A minha questão é a do porquê gostamos de fazer isso? Por que temos um certo prazer ao dizer para o rapaz com dor lombar na sala de espera que hoje não dá porque é o dia das gestantes ou da reunião da equipe? De onde vem essa confiança ao dizer para a moça com dor de cabeça ou dor de dente que deveria saber que é preciso agendar uma consulta na segunda terça-feira do mês? E, mesmo para aquele assíduo frequentador conhecido como hipertenso, o que sustenta a razão de quem diz que hoje não é dia de falar da dor no joelho? Essa sorte de atitudes encontra ressonância e paz em que tipo de verdades lá no fundo da alma?
Claro que o(a) prezado(a) leitor(a) não é um(a) desses(as) profissionais acima, mas imagino que já tenha vivenciado essas situações. Seguem algumas hipóteses, desprovidas de qualquer rigor científico, sobre as camadas mais profundas dessas nossas ações:
· Uma APS que nasce do postinho de vacina – diferentemente de países em que a APS nasce de uma rede de clínicos gerais cujo objeto central do trabalho era o acompanhamento de pessoas e de seus problemas clínicos mais comuns, no Brasil ela surge de uma rede de postos de saúde originalmente pensados para ações preventivas e atendimento clínico de grupos específicos.
· O charme inabalável da prevenção – poucas palavras traduzem tão bem um ideal moderno, do controle do homem sobre a natureza, da valorização da juventude, da negação da dor, da senilidade e da morte. Já ouvi de estudiosos que, se a prevenção funcionasse 100%, não haveria doenças, sofrimento, mal-estar. Se o foco da APS é a prevenção, o enfermo é um equívoco.

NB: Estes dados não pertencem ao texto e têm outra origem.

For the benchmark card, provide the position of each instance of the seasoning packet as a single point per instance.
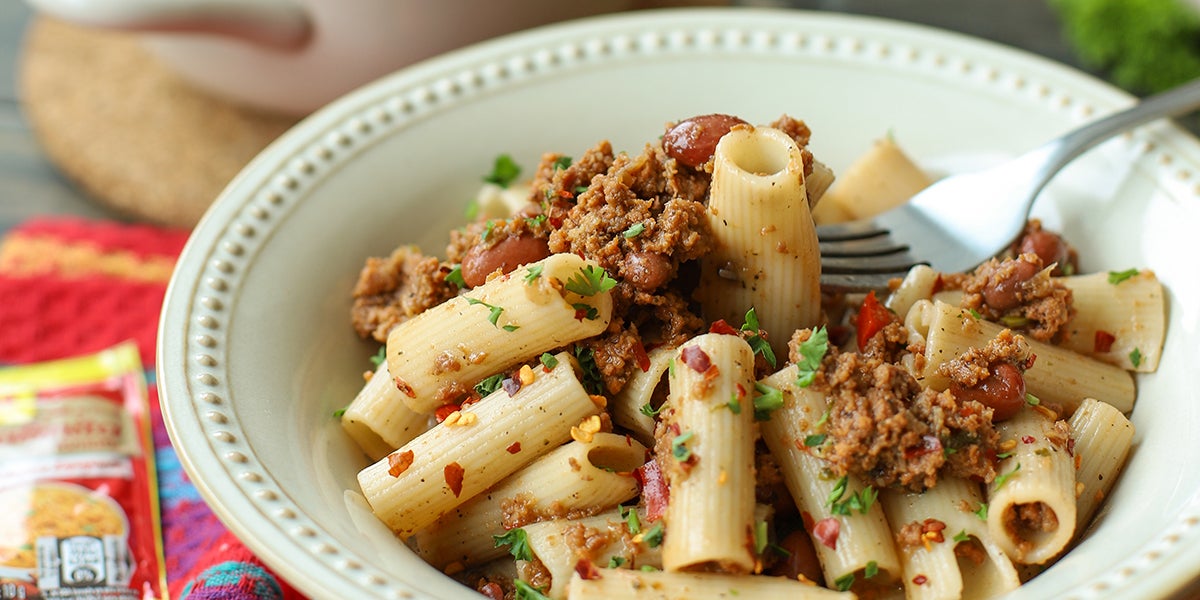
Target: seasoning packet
(78, 493)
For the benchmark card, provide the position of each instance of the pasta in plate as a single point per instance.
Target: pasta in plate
(637, 389)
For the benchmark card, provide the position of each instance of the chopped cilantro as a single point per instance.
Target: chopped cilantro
(517, 543)
(591, 281)
(845, 582)
(527, 592)
(455, 276)
(1005, 477)
(504, 171)
(490, 384)
(533, 274)
(631, 522)
(379, 357)
(678, 447)
(1116, 277)
(756, 341)
(811, 352)
(649, 411)
(766, 402)
(653, 537)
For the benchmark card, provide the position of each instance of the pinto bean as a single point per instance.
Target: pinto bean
(647, 270)
(693, 141)
(1003, 390)
(1048, 246)
(505, 256)
(1002, 293)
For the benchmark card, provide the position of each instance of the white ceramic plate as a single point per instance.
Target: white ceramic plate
(256, 351)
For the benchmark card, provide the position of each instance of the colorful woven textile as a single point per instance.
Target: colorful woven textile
(71, 287)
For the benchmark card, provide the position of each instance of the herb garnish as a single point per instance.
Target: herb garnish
(504, 171)
(811, 352)
(591, 281)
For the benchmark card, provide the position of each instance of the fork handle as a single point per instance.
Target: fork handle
(1054, 155)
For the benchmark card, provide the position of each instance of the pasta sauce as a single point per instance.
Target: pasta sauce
(642, 346)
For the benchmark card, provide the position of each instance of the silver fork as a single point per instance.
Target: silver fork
(960, 221)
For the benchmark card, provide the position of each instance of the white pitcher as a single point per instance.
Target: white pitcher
(295, 55)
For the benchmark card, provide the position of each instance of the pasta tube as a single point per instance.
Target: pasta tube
(582, 477)
(1119, 321)
(378, 420)
(1057, 376)
(437, 355)
(864, 537)
(1103, 438)
(937, 527)
(1031, 504)
(767, 256)
(709, 415)
(462, 456)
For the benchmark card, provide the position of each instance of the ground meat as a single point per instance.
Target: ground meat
(1019, 293)
(888, 430)
(394, 289)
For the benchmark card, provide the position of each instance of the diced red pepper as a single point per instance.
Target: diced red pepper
(871, 318)
(655, 493)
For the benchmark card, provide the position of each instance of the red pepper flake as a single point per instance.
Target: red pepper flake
(511, 385)
(1103, 341)
(399, 462)
(587, 570)
(453, 474)
(827, 531)
(654, 490)
(696, 359)
(643, 360)
(402, 385)
(724, 328)
(444, 411)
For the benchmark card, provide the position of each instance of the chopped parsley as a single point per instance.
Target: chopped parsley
(592, 379)
(455, 276)
(653, 537)
(766, 402)
(490, 384)
(649, 411)
(379, 357)
(756, 341)
(591, 281)
(811, 352)
(533, 274)
(1005, 477)
(844, 582)
(527, 592)
(517, 543)
(504, 171)
(631, 522)
(493, 316)
(1116, 277)
(679, 447)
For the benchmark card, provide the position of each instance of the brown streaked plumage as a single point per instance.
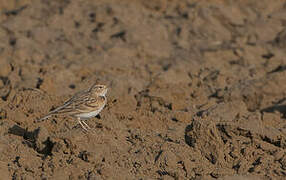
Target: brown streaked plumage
(83, 105)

· Temos que educar o outro – ainda que vivamos no país de Paulo Freire e da educação libertadora, a prática majoritária é reflexo da desigualdade brutal e revela o olhar de uma classe social para outra. Quanto do nosso tempo de trabalho é usado para dizermos para as pessoas que convocamos como deveriam ser e o que deveriam fazer? O cidadão poderia perguntar: “Quanto estamos te pagando para você me dizer que preciso me libertar dessa sociedade opressora e cheia de sal nos alimentos?”.
· Não compramos o pão da nossa padaria – a maioria dos servidores públicos brasileiros recebe recursos públicos para usar outro sistema de saúde (privado), o que nos leva a concluir que o lugar onde eu trabalho não precisa ser parecido com aquele que eu gostaria de usar. É o retrato do abismo que separa o usuário do prestador.
· Quem nos contrata, contrata o quê? – é comum ouvir daqueles que escolhem a carreira pública que o fazem porque desejam ter ‘estabilidade’. Some a isso o fato de que se ganha por tempo para exercer uma determinada profissão, mas não para atuar desse ou daquele modo ou para assumir com autonomia suas obrigações. É a fórmula para que o serviço funcione para o servidor.
· A qualidade de vida (do profissional de saúde) – o ritmo de uma APS que se oferece para cuidar e atender aos problemas mais comuns das pessoas sob sua responsabilidade é dinâmico. Consultas de cinco, 10, 15, 20 minutos, contatos presenciais, virtuais, atendimentos no domicílio em qualquer dia da semana, entrevista clínica, exame físico, procedimentos, pequenas cirurgias. Pacientes a cada 20 minutos, a maioria para consultas de rotina, períodos fechados para visitas domiciliares e reuniões pode parecer melhor para a própria qualidade de vida, mas não para a dos pacientes.
Se me parece interessante que cada profissional de saúde reflita sobre os próprios motivos para que atue dessa ou daquela maneira, não imagino que uma grande mudança na qualidade dos serviços dependa dessas reflexões individuais. Precisamos de um novo formato para produzir novas essências.
Paulo Poli, médico de família e comunidade.